Megan McLemore from Human Rights Watch then discussed Criminalization and Advocacy. I learned that she’s collecting information of incidents where condoms are used as evidence against sex workers. (If you know of any such incidents, please contact her: email@example.com)
Next, my dear friend Jill Brenneman gave an unforgettable presentation on human trafficking. She’s the only person I know who can give a brutally honest recount of her own experience as a victim of human trafficking and make the audience laugh repeatedly, which some of you probably already heard me say on my own Twitter feed. Lucky for you, you can watch the full video of her presentation. Jill never ceases to amaze me, and I am endlessly grateful to count her among my close friends.
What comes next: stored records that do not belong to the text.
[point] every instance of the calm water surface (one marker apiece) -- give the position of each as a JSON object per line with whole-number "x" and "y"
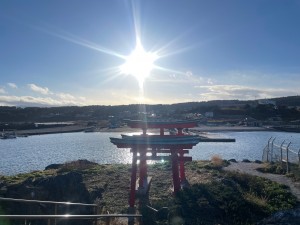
{"x": 36, "y": 152}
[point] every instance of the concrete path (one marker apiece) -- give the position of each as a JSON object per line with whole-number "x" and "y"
{"x": 250, "y": 168}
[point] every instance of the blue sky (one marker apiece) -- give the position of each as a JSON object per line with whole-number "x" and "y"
{"x": 59, "y": 52}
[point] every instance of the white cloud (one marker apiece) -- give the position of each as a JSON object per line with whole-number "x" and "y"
{"x": 40, "y": 101}
{"x": 214, "y": 92}
{"x": 41, "y": 90}
{"x": 12, "y": 85}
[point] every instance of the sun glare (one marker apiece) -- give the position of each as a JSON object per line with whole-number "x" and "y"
{"x": 139, "y": 63}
The presentation on sex worker services in Asheville, provided by Sarah Danforth of the Asheville Sex Worker Outreach Project and Laura Hickman from Our Voice, is one I would love for all of my sex worker activist colleagues to see. Of course, they talked about the sex worker outreach we’re all familiar with, but they also talked about Kelly’s Line , an initiative I’d love to see happen nation-wide. In fact, if anyone has ideas about, or would like to work on, making this happen across America, please count me in and get in touch!
After lunch, I sat on a panel about sex worker risk reduction and sex worker outreach, along with Robert Childs from NC Harm Reduction, Jenna Mellor from HIPS, Hawk Kinkaid from HOOK Online, and Bob Scott from Law Enforcement Against Prohibition. (I know there were a couple more people on the panel as well, but I don’t think they are the same people listed in the program and I didn’t take notes on names.) I loved hearing about others’ experiences, and I won’t lie, I thoroughly enjoyed talking about my time at FROST’D, when the organization still focused on street-based sex workers.
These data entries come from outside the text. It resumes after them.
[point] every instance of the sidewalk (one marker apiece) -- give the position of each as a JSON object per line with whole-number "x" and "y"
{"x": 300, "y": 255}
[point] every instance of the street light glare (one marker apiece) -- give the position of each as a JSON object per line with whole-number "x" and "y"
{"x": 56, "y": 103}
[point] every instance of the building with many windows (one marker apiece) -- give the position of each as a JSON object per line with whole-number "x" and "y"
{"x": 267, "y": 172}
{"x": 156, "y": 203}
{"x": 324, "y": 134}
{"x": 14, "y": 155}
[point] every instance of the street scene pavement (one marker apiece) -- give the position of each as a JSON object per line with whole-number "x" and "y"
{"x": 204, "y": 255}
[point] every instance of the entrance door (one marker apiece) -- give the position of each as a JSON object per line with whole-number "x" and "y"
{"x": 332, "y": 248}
Following the panel, I was lucky enough to present with Hark Kinkaid for the Hooking Up Online presentation. I talked about social media, Bound Not Gagged, and $pread, and Hawk talked about how male workers use online media. Hawk and I turned out to know several of the same people, and as I said before, it was great to meet someone from HOOK because I’ve been a fan for so long. (I’m always incredibly nervous giving presentations, although this was the easiest so far. It was also a little daunting to know that I was being filmed, and it definitely changed what I said.)
The day ended with discussion on sex work and drug use and a round-table on incorporating sex worker programming into your agency. Thoughts from Cyndee Clay, Executive Director of HIPS, in both of those discussions were very eye-opening, but since Cyndee wasn’t comfortable offering all of her thoughts on camera, I’m not comfortable summarizing them here, except to say that the radical feminist, anti-sex work, anti-trafficking machine is terrifying. I am sincerely afraid for the future of sex worker programming. I’m also afraid that the aforementioned machine may already be staking clams in my city, which really just makes me more interested in establishing roots for sex work positive initiatives here.
So, as I’m trying to make my way in my new Southern town, the Summit on Sex Work in the South was truly invaluable for me. I ended the day having dinner in Asheville with Stella Zine, Vanessa Darling, and Vanessa’s partner, Sarah B, which was a perfect end to such an incredible day.
It’s still kind of hard to believe that this summit even took place. Sex Work in the South isn’t a topic you’ll hear too many people talking about, and you especially don’t see events focused on the topic. I hope it was the first of many such events to come, and I also hope to be there for every one!